Machine/Deep Learning

The increased computational effort inherent in DNS and other numerical formulations, both in time and hardware needs, has opened the way to adopt novel computational techniques, stemming from Machine Learning (ML). Aerodynamic coefficient prediction, turbulence modelling, transitional flow modelling, and flow reconstruction are just a few fields of application. To this direction, Deep Learning (DL) techniques have attracted a lot of interest, especially for their use as surrogate models in Computational Fluid Dynamics (CFD). DL models can deal with complex mathematical concepts through a layered network of interconnected nodes, and they can be easily applied on applications involving data of 2-D and 3-D dimensions, where the computational domain is discretized using meshes. In CFD, a dense grid leads to higher accuracy, and this corresponds to a deeper network in the DL method. Therefore, the alternative solution of employing DL methods can improve the flow estimation and diminish the computational time.

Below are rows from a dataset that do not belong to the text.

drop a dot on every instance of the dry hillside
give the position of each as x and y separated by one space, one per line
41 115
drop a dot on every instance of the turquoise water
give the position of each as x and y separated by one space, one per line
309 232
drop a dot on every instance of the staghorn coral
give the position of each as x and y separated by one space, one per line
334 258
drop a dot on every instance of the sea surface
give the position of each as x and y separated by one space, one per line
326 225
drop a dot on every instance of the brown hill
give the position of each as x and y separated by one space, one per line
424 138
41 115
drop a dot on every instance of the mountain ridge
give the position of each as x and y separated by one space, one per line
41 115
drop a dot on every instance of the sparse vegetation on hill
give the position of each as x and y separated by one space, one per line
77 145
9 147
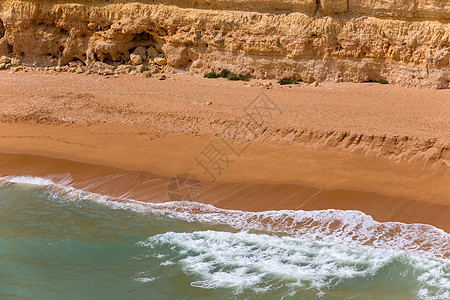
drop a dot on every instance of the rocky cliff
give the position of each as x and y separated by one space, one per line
406 42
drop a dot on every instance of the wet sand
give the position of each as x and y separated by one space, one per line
129 136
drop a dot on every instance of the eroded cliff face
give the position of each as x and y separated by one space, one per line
406 42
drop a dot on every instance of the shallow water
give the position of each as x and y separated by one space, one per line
54 244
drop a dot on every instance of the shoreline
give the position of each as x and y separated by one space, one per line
113 144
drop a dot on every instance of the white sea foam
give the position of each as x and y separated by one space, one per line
260 262
350 227
322 249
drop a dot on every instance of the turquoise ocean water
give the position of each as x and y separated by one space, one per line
61 243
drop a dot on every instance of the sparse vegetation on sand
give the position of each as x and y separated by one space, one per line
287 80
228 75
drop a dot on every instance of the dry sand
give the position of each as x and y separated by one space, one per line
379 149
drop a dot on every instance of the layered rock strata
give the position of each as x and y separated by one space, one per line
404 42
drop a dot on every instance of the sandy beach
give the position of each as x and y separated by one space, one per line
375 148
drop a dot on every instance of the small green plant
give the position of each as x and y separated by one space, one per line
211 75
235 77
198 35
287 80
228 75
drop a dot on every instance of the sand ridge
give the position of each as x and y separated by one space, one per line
397 158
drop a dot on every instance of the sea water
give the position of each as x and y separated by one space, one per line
57 242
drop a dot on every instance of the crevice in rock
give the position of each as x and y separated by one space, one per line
2 29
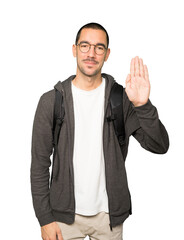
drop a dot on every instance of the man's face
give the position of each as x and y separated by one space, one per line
90 63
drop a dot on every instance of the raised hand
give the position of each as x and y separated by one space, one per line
137 83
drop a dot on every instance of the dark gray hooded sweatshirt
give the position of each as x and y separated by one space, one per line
56 201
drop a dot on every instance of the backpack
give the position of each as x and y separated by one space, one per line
117 116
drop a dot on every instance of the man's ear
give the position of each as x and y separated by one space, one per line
74 50
107 54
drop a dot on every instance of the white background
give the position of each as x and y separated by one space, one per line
36 52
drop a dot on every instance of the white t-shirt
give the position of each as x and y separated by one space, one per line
88 159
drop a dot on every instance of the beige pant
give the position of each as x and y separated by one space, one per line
96 227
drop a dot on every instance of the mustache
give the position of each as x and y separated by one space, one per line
90 60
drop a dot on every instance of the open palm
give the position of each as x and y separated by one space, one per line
137 83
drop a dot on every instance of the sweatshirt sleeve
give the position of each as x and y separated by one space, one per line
144 124
41 151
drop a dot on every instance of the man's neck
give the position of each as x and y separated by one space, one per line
87 83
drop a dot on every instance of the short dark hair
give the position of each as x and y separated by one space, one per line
92 25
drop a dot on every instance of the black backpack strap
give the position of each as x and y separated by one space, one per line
58 118
116 103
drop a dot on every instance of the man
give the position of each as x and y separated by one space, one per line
89 192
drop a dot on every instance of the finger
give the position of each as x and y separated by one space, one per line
146 73
59 236
137 67
141 68
132 68
128 79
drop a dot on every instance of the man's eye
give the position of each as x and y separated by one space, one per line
84 45
100 47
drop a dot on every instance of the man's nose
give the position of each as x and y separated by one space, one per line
91 52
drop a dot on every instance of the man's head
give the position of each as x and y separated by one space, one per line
91 49
92 25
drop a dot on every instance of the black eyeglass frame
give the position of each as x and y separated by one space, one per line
95 45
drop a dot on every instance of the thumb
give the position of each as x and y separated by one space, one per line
59 235
128 79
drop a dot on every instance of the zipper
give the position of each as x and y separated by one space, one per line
110 225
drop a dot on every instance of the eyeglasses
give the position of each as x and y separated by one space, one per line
85 47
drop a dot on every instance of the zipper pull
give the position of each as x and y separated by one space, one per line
110 226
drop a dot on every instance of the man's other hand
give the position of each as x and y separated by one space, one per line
51 231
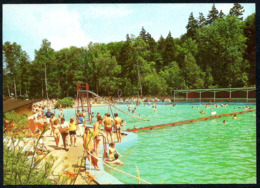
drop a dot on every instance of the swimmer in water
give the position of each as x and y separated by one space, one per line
155 110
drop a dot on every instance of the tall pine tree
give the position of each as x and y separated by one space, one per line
237 10
213 15
202 20
192 26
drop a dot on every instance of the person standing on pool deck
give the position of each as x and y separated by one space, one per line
81 123
64 125
118 124
72 125
48 117
108 127
97 129
61 113
56 132
52 119
112 151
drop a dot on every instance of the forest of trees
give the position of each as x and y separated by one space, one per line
216 51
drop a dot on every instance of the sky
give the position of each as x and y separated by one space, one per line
66 25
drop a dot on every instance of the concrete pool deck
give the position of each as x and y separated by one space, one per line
103 177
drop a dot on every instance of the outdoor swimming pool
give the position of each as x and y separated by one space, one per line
202 152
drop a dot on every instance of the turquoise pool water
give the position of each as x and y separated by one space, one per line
205 152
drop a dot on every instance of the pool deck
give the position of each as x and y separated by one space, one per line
101 176
188 121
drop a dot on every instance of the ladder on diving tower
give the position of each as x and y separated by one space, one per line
83 101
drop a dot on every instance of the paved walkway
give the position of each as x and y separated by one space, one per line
69 159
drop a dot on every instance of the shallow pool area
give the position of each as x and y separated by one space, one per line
203 152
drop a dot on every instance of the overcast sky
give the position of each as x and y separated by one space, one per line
78 24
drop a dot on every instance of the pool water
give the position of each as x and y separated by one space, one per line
203 152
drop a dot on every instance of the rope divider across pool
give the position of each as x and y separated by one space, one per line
188 121
119 170
136 117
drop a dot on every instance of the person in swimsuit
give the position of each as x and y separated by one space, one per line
112 151
56 132
116 161
108 127
87 142
81 123
97 129
118 124
52 119
72 132
94 160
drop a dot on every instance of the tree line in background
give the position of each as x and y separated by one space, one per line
216 51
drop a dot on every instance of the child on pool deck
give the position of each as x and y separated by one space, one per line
111 151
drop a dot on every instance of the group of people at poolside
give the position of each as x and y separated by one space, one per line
92 148
91 140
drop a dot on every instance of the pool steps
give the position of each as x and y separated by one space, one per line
103 177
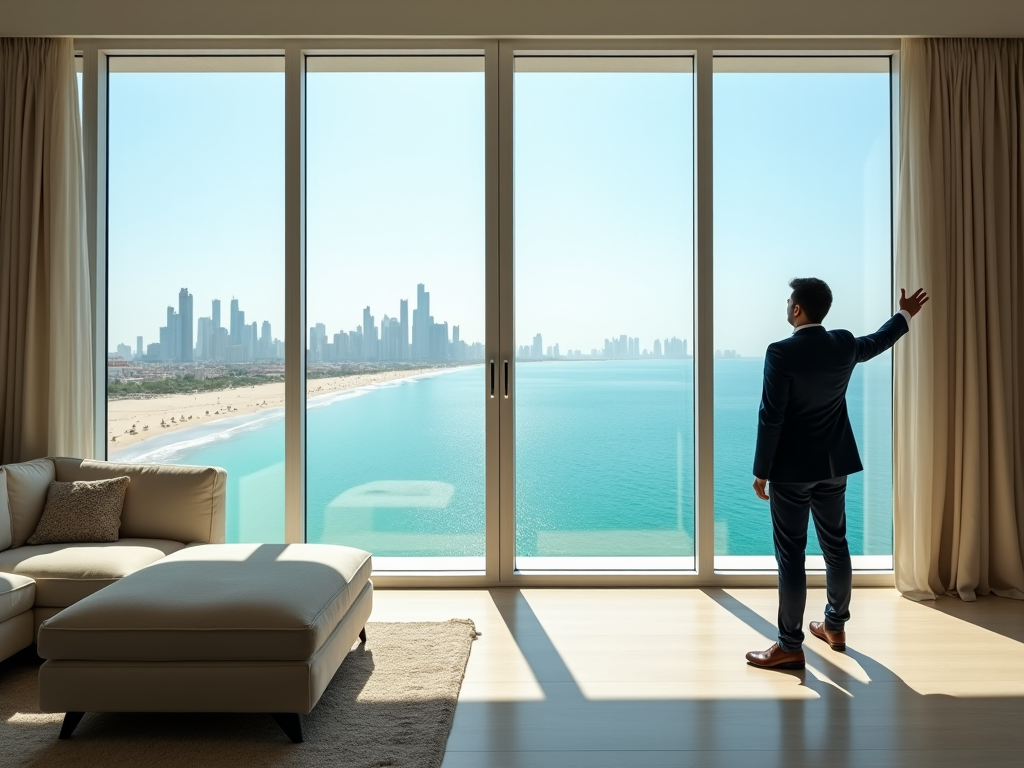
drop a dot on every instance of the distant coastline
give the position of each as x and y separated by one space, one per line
185 417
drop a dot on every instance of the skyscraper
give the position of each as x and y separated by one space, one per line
421 324
236 324
204 339
317 342
403 330
265 340
370 351
185 326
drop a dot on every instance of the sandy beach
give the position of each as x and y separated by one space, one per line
160 415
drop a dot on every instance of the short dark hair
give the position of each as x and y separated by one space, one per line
813 296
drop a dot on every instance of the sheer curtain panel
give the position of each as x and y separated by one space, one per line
960 374
45 321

A constantly evolving field of research lately with ever-increasing accuracy, Super Resolution (SR), utilizes high resolution (HR) data reconstruction using sparse measurements with DL approaches. To achieve this, convolutional neural networks (CNNs), Variational Autoencoders (VAEs) and generative adversarial networks (GANs) are among the most common architectures utilized. In the MOVEFREE research project, open channel flow image data derived from DNS simulations are employed to train a super resolution model, making it capable of upscaling sparse/coarse data onto a high-resolution (HR) field. The proposed architecture is based on consecutive CNN layers, in an encoding/decoding manner, with residual connections to ensure proper information exchange. The reconstruction results on our open channel flow DNS data are very close to the HR images, suggesting that the method can be employed in relevant fluid mechanics applications, as a complimentary method to time and resource-intensive DNS simulations.